Tod zum Thema machen
Die wachsende Zahl der Doulas in den USA und in anderen Ländern hat sich von Caitlin Doughty inspirieren lassen, einer Doula-Pionierin und Exotin der Bestattungsbranche. Ihr Buch "Fragen sie Ihren Bestatter" und ihre Videos über Tod und Verwesung sind Tabubrecher. Ihr Anliegen: den Tod zum Thema machen.
Die studierte Mediävistin Doughty, die heute ihr eigenes Bestattungsunternehmen in Los Angeles leitet, hatte noch als Kind panische Angst vor dem Tod. Sie setzte sich damit auseinander und gründete vor zehn Jahren zusammen mit anderen die Organisation "The Order of the Good Death", um vor allem Angehörigen einen anderen Umgang mit ihren Verstorbenen aufzuzeigen.
Dazu gehört, nicht einfach den toten Angehörigen von Fremden abholen zu lassen, sondern sich neben den geliebten Menschen zu setzen. "So haben es auch unsere Vorfahren gemacht." Auf YouTube erklärt sie Menschen, wie sie mit ihren Eltern über das Ende des Lebens sprechen können.
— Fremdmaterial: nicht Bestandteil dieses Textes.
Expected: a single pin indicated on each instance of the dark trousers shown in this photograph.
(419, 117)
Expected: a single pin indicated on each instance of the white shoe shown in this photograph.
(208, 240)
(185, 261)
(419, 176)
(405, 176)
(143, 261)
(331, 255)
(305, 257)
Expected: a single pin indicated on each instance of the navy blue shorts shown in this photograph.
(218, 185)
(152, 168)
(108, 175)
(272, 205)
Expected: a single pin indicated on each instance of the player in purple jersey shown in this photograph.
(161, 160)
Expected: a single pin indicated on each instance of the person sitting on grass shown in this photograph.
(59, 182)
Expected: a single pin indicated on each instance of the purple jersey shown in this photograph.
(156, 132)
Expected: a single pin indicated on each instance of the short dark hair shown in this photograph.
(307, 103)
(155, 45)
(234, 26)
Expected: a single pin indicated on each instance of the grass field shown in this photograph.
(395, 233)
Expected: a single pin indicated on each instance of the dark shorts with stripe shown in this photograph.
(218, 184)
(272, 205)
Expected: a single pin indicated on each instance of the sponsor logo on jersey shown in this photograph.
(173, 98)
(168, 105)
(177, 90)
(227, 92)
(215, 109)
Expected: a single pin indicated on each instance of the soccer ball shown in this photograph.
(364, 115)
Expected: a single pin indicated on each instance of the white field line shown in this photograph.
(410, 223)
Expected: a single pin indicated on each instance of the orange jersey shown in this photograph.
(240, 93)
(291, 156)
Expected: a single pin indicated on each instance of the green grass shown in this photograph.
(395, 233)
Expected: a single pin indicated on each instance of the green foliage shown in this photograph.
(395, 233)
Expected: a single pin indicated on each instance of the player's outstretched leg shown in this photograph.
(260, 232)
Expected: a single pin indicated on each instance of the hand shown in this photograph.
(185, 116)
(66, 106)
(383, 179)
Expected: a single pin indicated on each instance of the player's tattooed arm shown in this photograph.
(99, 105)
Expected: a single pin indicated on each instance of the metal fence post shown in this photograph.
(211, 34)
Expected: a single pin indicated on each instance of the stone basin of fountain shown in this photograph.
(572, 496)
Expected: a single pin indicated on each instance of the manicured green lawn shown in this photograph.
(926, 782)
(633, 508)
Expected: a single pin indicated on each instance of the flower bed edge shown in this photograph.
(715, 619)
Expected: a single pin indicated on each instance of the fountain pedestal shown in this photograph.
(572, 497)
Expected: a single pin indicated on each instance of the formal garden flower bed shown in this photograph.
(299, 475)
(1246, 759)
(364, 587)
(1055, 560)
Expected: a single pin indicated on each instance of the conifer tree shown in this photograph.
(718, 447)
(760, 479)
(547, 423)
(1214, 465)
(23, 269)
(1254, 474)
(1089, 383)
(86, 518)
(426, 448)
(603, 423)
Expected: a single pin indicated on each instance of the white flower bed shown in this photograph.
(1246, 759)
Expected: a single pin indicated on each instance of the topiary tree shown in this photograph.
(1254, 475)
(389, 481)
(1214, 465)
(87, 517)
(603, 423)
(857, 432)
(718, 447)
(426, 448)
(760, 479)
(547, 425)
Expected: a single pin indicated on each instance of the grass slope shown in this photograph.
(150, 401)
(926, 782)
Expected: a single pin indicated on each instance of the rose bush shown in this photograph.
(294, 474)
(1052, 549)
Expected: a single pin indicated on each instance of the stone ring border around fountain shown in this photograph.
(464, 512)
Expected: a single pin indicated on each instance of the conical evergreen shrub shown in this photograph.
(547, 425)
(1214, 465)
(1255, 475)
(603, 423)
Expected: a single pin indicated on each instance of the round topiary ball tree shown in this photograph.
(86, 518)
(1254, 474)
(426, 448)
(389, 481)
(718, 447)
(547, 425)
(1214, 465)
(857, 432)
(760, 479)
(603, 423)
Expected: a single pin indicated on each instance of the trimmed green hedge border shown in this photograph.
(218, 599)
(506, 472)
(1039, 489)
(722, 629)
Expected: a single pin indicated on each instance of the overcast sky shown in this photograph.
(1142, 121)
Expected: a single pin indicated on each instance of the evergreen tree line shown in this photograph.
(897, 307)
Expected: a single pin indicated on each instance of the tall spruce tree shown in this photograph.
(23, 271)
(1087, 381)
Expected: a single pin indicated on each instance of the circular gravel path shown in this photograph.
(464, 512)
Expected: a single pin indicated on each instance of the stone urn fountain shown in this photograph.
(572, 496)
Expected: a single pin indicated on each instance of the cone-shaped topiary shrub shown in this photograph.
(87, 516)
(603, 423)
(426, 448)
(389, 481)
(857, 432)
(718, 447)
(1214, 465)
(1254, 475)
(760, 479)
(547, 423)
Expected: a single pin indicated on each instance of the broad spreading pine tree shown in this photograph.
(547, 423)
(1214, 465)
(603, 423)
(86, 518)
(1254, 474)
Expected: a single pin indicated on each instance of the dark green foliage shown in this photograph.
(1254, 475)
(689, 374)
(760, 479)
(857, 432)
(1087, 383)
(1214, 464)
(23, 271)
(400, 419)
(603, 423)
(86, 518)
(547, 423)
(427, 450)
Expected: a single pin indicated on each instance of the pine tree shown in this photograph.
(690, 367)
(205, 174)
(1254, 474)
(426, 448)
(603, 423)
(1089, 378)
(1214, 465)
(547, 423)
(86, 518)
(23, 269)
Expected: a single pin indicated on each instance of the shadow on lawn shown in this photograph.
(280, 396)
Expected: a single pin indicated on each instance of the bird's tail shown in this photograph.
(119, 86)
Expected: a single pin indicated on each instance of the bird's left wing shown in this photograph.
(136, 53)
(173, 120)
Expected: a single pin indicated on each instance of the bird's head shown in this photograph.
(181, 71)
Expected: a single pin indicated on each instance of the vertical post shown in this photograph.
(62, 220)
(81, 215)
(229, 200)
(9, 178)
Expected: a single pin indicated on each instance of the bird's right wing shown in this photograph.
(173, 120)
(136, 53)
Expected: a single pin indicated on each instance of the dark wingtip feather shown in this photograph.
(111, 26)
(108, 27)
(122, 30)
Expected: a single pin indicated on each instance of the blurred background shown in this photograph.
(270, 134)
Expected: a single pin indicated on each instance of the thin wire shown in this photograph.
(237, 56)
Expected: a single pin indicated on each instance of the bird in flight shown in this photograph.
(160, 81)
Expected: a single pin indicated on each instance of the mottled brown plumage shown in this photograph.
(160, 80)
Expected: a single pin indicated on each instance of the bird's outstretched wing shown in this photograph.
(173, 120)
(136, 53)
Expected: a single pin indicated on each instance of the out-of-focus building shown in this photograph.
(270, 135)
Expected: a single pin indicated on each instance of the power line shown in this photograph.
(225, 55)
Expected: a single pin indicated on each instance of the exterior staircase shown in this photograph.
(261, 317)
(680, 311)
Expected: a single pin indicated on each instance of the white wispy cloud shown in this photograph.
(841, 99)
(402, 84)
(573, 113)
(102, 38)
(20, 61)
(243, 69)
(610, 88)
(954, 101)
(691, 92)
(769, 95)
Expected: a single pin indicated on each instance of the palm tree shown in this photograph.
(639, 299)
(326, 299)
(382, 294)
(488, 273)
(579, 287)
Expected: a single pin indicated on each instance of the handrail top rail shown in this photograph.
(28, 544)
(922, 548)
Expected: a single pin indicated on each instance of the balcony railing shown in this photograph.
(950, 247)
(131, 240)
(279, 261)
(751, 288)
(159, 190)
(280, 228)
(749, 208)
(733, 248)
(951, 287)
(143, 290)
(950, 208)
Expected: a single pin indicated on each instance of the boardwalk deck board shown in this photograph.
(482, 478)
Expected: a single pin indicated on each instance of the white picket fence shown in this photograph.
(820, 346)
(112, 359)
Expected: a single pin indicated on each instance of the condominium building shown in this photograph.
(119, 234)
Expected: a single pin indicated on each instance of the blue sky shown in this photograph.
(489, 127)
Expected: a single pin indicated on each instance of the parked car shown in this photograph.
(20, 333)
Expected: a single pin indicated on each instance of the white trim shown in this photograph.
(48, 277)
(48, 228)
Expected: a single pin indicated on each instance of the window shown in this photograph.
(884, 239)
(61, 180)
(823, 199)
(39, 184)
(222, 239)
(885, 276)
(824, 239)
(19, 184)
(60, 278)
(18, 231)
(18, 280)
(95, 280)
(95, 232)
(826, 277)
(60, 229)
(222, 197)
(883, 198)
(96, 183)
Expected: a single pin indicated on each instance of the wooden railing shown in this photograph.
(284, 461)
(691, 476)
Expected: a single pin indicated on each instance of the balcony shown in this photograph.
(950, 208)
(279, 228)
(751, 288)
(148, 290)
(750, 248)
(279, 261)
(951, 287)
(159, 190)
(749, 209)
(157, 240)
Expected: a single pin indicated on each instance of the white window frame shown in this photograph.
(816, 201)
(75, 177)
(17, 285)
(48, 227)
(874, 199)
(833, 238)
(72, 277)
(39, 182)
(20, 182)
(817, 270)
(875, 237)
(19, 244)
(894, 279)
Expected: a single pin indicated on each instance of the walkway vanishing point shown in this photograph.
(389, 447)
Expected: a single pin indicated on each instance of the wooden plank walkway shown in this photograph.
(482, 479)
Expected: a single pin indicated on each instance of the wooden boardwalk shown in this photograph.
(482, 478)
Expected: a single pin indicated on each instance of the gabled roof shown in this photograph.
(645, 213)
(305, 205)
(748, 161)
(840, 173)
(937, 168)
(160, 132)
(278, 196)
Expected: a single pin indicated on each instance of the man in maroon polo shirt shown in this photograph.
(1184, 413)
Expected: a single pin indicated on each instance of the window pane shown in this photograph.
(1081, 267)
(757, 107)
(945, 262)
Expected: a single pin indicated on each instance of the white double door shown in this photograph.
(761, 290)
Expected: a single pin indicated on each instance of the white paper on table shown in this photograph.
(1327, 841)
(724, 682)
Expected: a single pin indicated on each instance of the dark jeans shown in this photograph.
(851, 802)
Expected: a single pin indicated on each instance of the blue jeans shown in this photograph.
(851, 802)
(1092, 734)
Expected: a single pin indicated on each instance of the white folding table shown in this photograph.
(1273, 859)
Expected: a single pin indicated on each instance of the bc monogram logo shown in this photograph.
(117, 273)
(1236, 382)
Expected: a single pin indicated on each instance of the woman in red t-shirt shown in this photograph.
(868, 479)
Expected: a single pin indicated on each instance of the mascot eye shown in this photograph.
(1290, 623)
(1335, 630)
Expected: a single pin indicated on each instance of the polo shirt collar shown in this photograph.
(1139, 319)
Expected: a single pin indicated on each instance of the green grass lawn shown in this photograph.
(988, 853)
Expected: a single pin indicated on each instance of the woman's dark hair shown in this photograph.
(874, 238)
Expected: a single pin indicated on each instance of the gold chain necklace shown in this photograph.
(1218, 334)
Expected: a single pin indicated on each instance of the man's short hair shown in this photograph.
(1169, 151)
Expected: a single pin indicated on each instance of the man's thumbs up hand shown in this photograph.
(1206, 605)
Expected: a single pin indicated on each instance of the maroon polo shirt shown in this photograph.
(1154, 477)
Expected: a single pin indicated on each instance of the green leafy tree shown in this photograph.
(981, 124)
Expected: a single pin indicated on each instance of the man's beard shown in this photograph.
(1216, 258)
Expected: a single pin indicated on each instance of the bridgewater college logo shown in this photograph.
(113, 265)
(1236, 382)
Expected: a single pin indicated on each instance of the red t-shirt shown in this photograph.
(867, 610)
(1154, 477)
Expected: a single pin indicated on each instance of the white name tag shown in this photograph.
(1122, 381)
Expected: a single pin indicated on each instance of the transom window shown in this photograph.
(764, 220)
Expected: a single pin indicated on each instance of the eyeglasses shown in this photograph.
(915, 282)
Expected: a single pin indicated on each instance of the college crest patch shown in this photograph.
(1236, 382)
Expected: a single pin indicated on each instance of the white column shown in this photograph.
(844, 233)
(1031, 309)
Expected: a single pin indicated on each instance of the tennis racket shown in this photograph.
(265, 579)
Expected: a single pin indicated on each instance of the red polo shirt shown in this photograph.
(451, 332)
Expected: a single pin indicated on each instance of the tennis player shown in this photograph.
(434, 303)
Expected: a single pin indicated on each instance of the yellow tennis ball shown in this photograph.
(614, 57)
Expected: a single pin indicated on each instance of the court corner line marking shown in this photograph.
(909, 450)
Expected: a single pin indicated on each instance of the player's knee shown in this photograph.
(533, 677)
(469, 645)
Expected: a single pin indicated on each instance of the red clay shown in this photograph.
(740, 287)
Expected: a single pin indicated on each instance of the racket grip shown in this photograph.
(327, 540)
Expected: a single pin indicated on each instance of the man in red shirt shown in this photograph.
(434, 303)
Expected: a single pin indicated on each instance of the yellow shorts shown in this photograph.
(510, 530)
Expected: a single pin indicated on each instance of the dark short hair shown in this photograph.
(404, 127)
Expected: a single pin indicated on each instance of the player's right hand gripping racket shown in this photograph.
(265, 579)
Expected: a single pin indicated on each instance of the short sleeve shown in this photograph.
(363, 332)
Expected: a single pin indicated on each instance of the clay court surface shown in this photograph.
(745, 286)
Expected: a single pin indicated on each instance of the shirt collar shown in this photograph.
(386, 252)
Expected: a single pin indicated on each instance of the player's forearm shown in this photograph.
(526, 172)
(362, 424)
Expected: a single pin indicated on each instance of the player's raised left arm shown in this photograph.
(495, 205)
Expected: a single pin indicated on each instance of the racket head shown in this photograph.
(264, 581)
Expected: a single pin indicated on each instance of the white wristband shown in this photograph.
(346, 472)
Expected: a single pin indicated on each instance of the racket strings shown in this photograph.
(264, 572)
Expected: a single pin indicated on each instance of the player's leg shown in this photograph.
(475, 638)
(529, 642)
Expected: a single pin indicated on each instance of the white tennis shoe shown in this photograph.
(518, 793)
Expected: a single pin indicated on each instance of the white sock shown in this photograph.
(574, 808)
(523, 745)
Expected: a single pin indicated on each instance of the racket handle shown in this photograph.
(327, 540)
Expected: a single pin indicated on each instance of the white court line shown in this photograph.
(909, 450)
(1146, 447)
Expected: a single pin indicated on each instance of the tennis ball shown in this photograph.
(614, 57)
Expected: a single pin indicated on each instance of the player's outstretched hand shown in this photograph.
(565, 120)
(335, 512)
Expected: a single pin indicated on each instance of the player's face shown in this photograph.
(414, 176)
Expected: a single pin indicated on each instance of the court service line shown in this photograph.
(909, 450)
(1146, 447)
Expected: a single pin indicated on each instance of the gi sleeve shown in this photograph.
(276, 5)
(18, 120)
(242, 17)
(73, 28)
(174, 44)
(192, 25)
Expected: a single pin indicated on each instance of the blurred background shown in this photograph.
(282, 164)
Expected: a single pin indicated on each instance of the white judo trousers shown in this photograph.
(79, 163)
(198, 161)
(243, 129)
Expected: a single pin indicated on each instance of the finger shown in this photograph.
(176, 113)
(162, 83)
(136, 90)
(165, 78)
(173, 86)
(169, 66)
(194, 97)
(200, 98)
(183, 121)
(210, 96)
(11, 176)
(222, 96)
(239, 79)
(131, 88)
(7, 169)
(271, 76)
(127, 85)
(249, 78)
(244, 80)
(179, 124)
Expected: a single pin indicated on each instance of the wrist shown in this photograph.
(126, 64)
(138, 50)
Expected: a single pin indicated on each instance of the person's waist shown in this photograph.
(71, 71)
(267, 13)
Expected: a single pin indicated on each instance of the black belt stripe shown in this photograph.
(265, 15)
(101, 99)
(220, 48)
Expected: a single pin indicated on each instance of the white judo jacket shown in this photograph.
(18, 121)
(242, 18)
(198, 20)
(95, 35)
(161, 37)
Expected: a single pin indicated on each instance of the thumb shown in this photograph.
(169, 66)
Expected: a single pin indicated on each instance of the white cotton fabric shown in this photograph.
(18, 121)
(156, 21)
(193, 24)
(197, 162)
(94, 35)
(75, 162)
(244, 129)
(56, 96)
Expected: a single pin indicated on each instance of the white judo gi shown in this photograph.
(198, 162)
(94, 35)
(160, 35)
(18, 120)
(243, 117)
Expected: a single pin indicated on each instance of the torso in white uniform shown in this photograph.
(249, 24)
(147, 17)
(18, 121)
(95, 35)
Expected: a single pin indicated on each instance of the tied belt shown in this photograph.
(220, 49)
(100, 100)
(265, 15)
Immer unter dem Motto: "Eine Kultur, die den Tod verleugnet, steht einem guten Tod im Weg."
Trösten durch Doulas
Doulas trösten; sie sind kein medizinisches Personal. Sie besprechen die Wünsche der Sterbenden: ob sie die letzten Tage zuhause oder im Krankenhaus verbringen möchten, mit der ganzen Familie oder nur mit einigen, oder ob ein Geistlicher gerufen werden soll.
Die Helfer im Tod kümmern sich auch um die emotionale Hinterlassenschaft der Sterbenden. In den Wochen vor dem letzten Atemzug sichten sie Familienfotos für ein letztes Album, um es ihren Kindern und Enkeln zu hinterlassen, oder verfassen Abschiedsbriefe mit dem Sterbenden. Oft reicht einfach nur das Da-Sein und das Streicheln der Hand. Aber auch für praktische Aufgaben wie das Abfassen von Patientenverfügungen oder die organisatorische und spirituelle Vorbereitung der Beerdigung stehe sie zur Verfügung.
Arbeit im Bereich zwischen Leben und Tod
Die Arbeit im Grenzbereich zwischen Leben und Tod spricht nicht nur jene an, die eigene Trauererlebnisse hatten. Gerade während der Pandemie haben sich Schauspieler oder Beschäftigte der Gastronomie für die "Doula"-Ausbildung gemeldet, weil viele ihre Jobs verloren. Einige unter ihnen haben erlebt, dass Freunde, Kollegen oder Familienangehörige an Corona starben. "Es machte ihnen ihre eigene Sterblichkeit bewusster", so die kalifornische Doula-Trainerin Diane Button.
Die schnell wachsende Zahl der Doulas ist in der "End-of-Life-Doula Alliance" organisiert. Seit ihrer Gründung 2018 gehören ihr mittlerweile rund 800 Ausbilder an. Allein 2020 hat sich die Mitgliederzahl fast verdoppelt, so die Präsidentin, Angela Shook. Der Zwei-Monats-Lehrgang kostet 800 Dollar. Für die Sterbebegleitung stellen Doulas ab 25 Dollar aufwärts in Rechnung, pro Stunde.
Nicht so Maryanne O'Hara: Sie begleitet Menschen am Ende des Lebens unentgeltlich. Auch als "End-of-Life-Doula" hat sie mit der Trauer um ihre tote Tochter nie ganz abgeschlossen. "Sie wird nie verschwinden", sagt sie. "Das möchte ich auch gar nicht."